From a government perspective, the Federal Reserve generally takes the lead in fighting inflation. Its main tools are monetary policy and interest rates. We currently see the Fed using these tools; Time will tell how successful the strategy is in fighting inflation.

Price controls are another government tool. These were notably used by then-President Richard Nixon in the early 1970s. While they initially seemed to work, a few years later inflation skyrocketed to record highs.

Businesses and individuals can try to change their spending and investments to stay ahead of inflation. However, every situation is different.
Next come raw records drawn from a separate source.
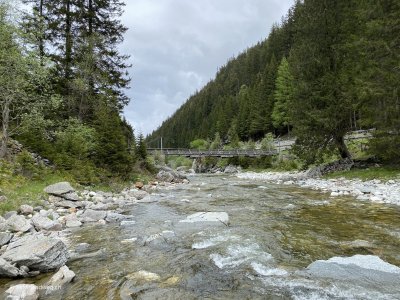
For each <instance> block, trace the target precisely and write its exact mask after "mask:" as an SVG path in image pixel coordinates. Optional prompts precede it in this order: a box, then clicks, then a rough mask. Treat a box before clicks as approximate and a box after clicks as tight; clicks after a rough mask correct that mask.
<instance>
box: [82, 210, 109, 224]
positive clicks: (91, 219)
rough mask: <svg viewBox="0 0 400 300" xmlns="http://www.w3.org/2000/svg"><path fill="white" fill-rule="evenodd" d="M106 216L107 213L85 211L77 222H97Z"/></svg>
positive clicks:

Inflation and your customers

Inflation can have a profound impact on your client’s financial health.

investments

Inflation, combined with rising interest rates, can have a negative impact on your clients’ fixed income investments. In equities, certain companies will do better than others under inflationary pressures. This might be a time NOTE TIPS for your customers. At least it’s a good time for it review their investment strategy for any adjustments.

retirement

Inflation is the enemy of retirees. Many retirees have a fixed or semi-fixed income. You will want to visit your customer again retirement withdrawal strategy and make any necessary changes to ensure they don’t outlive their money.

social insurance

A key component of most retirees’ income strategy is Social Security. So far the COLA for 2022 and the projected increase for 2023 were quite robust. For customers who are already on Social Security, this is great. For those who have not yet claimed their benefits, inflation and COLAs are factors to consider when deciding when to apply for their benefits.

The effects of inflation are felt throughout the economy, including your customers. Be sure to discuss with them the possible impact of inflation on their financial situation. They will be reaching out to you for planning suggestions to help you navigate this current wave of inflation coupled with high interest rates.